The implication being a potential increase in corn or soybean acreage in that area. USDA says it will announce the date for the release of the January reports once the government shutdown has ended.


December 23, 2018

U.S. Grain Storage and Challenges to Traditional Grain Merchandising

The Farm Assets Conference in November was built around the idea of a changing supply chain for grain with end users like Anheuser-Busch & McDonald's reaching out directly to the farmer. Rabobank's Grain and Oilseeds team lays out some of the how in a report released this month. Take 15 minutes to listen to Stephen Nicholson Rabobank Senior Analyst - Grains & Oilseeds explain how he sees on-farm storage being tapped by end-users.

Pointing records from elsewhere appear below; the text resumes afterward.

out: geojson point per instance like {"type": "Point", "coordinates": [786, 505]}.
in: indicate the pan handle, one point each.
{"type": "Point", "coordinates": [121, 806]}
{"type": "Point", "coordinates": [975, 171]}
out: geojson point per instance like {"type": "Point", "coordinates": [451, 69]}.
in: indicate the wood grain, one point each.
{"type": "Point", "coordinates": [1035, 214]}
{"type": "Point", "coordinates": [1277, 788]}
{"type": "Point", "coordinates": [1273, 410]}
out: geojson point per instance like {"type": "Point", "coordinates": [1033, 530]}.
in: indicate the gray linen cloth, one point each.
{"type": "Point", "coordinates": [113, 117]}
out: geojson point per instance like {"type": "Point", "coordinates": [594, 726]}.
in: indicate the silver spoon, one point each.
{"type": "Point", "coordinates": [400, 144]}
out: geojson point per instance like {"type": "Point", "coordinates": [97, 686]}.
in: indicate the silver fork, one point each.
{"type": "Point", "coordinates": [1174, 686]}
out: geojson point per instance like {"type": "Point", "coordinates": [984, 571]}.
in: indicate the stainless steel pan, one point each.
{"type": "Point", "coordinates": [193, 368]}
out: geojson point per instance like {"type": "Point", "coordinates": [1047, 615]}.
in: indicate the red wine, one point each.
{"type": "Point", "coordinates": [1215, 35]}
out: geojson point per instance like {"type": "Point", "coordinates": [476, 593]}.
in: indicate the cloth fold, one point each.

It takes a few seconds for the clip to start playing.

Report summary via RaboResearch

The challenging profit environment for merchandising grain goes beyond the growth in U.S. on-farm storage and producer selling patterns. Both on-farm and off-farm storage has increased since the late 1990s, with off-farm or commercial storage growing faster, while silo bags on-farm provide additional room.

Major U.S. grain companies have been increasing both their control of U.S. storage capacity and the number of facilities, but still face challenges in their origination profitability. As commodity prices have fallen, so has the growth in constructed on-farm storage. Producer commodity sales patterns have not changed materially over the past twenty years, and at the same time crop production has grown faster than on-farm storage capacity, meaning that a large percentage of the crop must be stored off-farm or come to market.

Producers are changing the supply chain by controlling production, logistics, and storage –cutting the elevator out of the middle and going directly to the end-user or major origination hubs on rivers or at processing plants. Increased export competition from low-cost global producers such as Brazil and the Black Sea region pressures U.S. export commodity prices lower, which in turn pushes grain exporters' margins or elevations lower in order to compete. A potential change in the seasonality of U.S. soybean exports due to a reduction in Chinese export business will require soybeans to be stored throughout the marketing year

“The marketplace is changing how and where grain moves to market and therefore changing the grain companies’ business models,” according to Stephen Nicholson, Senior Analyst Grains & Oilseeds. “As their business models change, assets deployed will change, ownership of assets will change, and ultimately the prices paid and received will change. The changes are just only beginning.”